Summary of The Life of the Cosmos

Lee Smolin offers a new theory of the universe that is at once elegant, comprehensive, and radically different from anything proposed before. Smolin posits that a process of self organization like that of biological evolution shapes the universe, as it develops and eventually reproduces through black holes, each of which may result in a new big bang and a new universe. Natural selection may guide the appearance of the laws of physics, favoring those universes which best reproduce. The result would be a cosmology according to which life is a natural consequence of the fundamental principles on which the universe has been built, and a science that would give us a picture of the universe in which, as the author writes, "the occurrence of novelty, indeed the perpetual birth of novelty, can be understood."

Smolin is one of the leading cosmologists at work today, and he writes with an expertise and force of argument that will command attention throughout the world of physics. But it is the humanity and sharp clarity of his prose that offers access for the layperson to the mind bending space at the forefront of today's physics.
Lee Smolin is not afraid to think big--really, really big. His theory of cosmic evolution by the natural selection of black-hole universes makes what we can experience into an infinitesimal, yet crucial, part of an ever-larger whole.
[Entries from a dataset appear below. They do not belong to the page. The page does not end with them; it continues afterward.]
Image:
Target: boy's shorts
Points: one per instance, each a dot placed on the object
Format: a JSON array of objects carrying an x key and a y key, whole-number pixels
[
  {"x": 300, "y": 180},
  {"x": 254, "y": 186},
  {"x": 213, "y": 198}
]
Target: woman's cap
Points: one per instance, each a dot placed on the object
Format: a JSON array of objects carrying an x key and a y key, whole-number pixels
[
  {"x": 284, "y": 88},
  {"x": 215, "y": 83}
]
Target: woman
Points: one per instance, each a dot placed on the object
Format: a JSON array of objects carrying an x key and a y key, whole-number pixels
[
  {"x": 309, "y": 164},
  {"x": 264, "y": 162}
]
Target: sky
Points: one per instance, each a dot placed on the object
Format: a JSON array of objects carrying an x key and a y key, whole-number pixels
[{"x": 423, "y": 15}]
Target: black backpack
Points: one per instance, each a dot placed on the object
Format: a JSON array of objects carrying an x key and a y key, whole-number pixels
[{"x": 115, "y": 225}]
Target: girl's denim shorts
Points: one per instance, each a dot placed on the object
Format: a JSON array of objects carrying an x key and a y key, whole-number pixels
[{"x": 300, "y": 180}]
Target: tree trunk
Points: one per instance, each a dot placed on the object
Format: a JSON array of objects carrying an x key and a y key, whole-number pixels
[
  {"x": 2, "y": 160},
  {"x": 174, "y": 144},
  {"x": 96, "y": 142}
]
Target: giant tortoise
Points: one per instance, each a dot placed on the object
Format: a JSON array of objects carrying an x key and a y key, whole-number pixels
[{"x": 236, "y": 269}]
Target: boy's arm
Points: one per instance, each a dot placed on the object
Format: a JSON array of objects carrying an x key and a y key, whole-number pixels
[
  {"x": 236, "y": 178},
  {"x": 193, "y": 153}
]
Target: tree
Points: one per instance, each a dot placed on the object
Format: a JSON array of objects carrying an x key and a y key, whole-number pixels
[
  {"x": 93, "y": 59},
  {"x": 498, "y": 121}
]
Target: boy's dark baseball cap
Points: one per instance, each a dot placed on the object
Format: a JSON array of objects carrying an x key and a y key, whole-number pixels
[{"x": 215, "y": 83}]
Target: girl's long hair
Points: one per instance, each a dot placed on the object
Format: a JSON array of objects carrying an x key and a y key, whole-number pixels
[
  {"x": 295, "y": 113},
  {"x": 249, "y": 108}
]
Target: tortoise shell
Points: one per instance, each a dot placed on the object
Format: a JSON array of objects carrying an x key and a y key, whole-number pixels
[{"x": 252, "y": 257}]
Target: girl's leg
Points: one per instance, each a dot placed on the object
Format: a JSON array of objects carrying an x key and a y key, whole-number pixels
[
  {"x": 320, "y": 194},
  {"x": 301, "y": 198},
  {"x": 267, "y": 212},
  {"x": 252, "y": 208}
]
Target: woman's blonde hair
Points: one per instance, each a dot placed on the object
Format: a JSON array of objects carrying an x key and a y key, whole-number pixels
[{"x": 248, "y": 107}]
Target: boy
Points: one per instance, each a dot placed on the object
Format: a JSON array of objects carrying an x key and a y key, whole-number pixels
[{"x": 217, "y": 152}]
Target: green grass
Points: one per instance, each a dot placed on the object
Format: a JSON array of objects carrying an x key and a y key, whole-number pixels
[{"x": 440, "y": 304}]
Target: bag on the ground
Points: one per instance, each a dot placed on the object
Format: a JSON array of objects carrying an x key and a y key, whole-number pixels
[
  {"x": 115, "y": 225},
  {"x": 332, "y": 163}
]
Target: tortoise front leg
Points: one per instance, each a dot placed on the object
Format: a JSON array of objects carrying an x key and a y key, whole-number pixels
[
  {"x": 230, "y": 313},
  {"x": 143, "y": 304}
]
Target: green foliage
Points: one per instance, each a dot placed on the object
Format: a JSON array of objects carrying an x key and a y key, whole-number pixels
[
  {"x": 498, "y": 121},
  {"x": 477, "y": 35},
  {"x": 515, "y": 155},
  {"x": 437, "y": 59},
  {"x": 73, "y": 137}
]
Smolin says, "the new view of the universe is light, in all its senses, because what Darwin has given us, and what we may aspire to generalize to the cosmos as a whole, is a way of thinking about the world which is scientific and mechanistic, but in which the occurrence of novelty--indeed, the perpetual birth of novelty--can be understood." Other scientists are, to say the least, divided on whether Smolin has much chance of being right, but they agree with Paul Davies that he is "a deep and original thinker."